Order XIII Rule 7 of the Supreme Court Rules, 2013, states that no person has the right to access the information contained in a sealed cover prepared under the directions of the Chief Justice or the Court. Only with the permission of the Chief Justice and the Court can persons access the sealed cover.
When has Sealed Cover Jurisprudence Been Used in the Past?
While refusing to stay the arrest of five activists implicated in the Bhima-Koregaon case, a Bench led by Chief Justice Dipak Misra in 2018 relied on evidence submitted by the Maharashtra Government in a sealed cover.
In 2018, in the Rafale Fighter Jet Deal case, Chief Justice Ranjan Gogoi directed the Union to submit details of the deal, the decision-making employed while drawing up the deal, and the pricing structure to the Court in a sealed cover. The Union had argued that that the information was subject to the Official Secrets Act, 1923.
In the National Register of Citizens (NRC) case in Assam, a Bench led by Gogoi CJI in 2019 directed the coordinator of the NRC to submit information about the exercise to the Court in a sealed cover. The contents of the sealed cover were inaccessible to both the government and the petitioner (Assam Public Works).

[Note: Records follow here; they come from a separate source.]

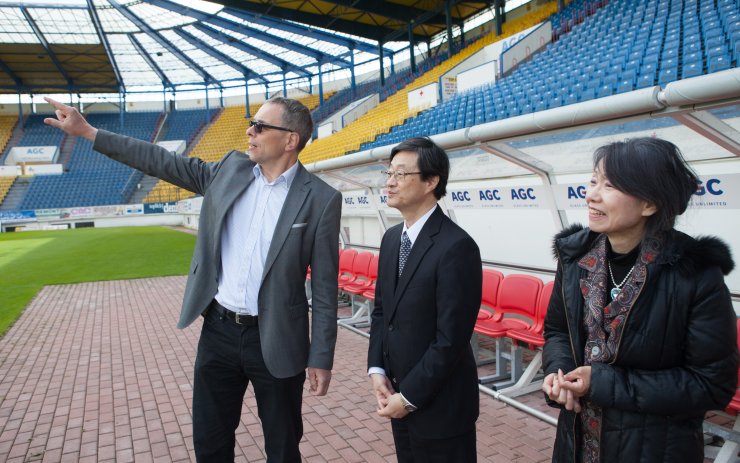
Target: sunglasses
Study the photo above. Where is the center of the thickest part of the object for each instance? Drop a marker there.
(260, 126)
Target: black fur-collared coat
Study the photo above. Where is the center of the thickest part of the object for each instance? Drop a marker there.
(677, 357)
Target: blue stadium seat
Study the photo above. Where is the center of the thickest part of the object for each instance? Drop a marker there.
(718, 63)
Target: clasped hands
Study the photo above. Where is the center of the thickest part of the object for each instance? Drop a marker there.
(567, 389)
(390, 404)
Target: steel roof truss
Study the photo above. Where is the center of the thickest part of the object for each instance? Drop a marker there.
(46, 46)
(207, 78)
(246, 72)
(254, 51)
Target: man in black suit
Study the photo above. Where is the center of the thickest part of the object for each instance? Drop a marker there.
(427, 298)
(263, 221)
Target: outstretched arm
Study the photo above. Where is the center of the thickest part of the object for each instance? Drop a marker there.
(70, 121)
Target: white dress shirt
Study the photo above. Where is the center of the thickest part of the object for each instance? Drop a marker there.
(246, 239)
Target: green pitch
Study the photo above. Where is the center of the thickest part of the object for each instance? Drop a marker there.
(31, 260)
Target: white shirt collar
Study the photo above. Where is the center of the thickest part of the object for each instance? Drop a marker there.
(415, 229)
(288, 175)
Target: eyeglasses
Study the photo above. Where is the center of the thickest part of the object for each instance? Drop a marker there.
(399, 175)
(260, 126)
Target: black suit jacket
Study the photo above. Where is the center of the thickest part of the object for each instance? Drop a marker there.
(422, 324)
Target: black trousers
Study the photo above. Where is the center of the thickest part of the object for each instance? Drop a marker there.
(229, 357)
(413, 449)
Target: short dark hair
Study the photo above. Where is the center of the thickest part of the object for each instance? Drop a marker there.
(432, 161)
(653, 170)
(296, 117)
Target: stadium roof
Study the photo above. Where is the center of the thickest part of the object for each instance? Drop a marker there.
(113, 46)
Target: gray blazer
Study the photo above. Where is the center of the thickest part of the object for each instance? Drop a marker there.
(307, 233)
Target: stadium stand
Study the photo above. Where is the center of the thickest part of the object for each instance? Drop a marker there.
(5, 184)
(394, 110)
(7, 124)
(624, 46)
(90, 178)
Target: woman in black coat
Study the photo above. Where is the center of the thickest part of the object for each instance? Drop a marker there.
(640, 333)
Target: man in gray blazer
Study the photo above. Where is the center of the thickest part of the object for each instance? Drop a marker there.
(263, 221)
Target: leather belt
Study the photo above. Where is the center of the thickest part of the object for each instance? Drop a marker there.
(239, 319)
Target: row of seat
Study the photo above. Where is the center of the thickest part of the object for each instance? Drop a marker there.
(512, 306)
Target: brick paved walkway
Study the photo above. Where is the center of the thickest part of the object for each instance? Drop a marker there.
(97, 372)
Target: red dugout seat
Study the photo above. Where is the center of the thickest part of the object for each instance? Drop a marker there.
(360, 264)
(517, 294)
(346, 259)
(491, 281)
(533, 335)
(365, 275)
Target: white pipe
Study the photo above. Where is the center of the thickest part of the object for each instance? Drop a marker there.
(495, 394)
(719, 86)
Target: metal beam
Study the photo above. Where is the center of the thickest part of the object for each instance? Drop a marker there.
(264, 14)
(4, 67)
(224, 23)
(246, 72)
(435, 16)
(254, 51)
(104, 40)
(144, 27)
(388, 10)
(152, 64)
(46, 46)
(712, 128)
(301, 29)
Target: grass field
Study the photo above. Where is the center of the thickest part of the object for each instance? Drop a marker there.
(31, 260)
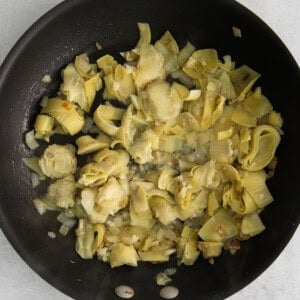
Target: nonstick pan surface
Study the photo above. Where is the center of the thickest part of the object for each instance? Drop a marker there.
(73, 27)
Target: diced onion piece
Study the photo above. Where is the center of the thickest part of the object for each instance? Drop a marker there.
(35, 181)
(43, 124)
(145, 34)
(252, 225)
(236, 32)
(67, 114)
(47, 79)
(51, 234)
(30, 140)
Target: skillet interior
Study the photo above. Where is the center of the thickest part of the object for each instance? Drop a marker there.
(73, 27)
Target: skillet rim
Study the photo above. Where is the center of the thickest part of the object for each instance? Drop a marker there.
(4, 224)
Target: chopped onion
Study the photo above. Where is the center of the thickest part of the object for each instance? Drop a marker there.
(63, 230)
(40, 206)
(44, 101)
(98, 46)
(236, 32)
(35, 181)
(51, 235)
(88, 124)
(31, 141)
(47, 79)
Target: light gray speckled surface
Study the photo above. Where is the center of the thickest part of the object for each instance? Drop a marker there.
(280, 281)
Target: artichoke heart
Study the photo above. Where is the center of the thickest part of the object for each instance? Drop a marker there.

In 2018, a Court-appointed committee submitted its report in a sealed cover in the challenge to the ‘fake encounters’ conducted by the Gujarat Police between 2002 and 2006. In 2019, the Election Commission submitted a report in a sealed cover in Narendra Modi’s Biopic Release case. Sealed covers were also submitted in the sexual harassment case against Gogoi CJI (2019), in the Ayodhya Title dispute (2019), and in the Electoral Bonds case (2021).
More recently, the Court has expressed displeasure with the use of the sealed covers. In March 2022, Chief Justice Ramana admonished the Bihar government for submitting information in a sealed cover in the Muzaffarpur Shelter case, stating that a sealed cover need not have been used. The very same day, a Bench led by Justice Chandrachud critiqued the practice while lifting the stay on MediaOneTV, saying that the Court would consider whether the practice of submitting information in sealed covers is legally tenable.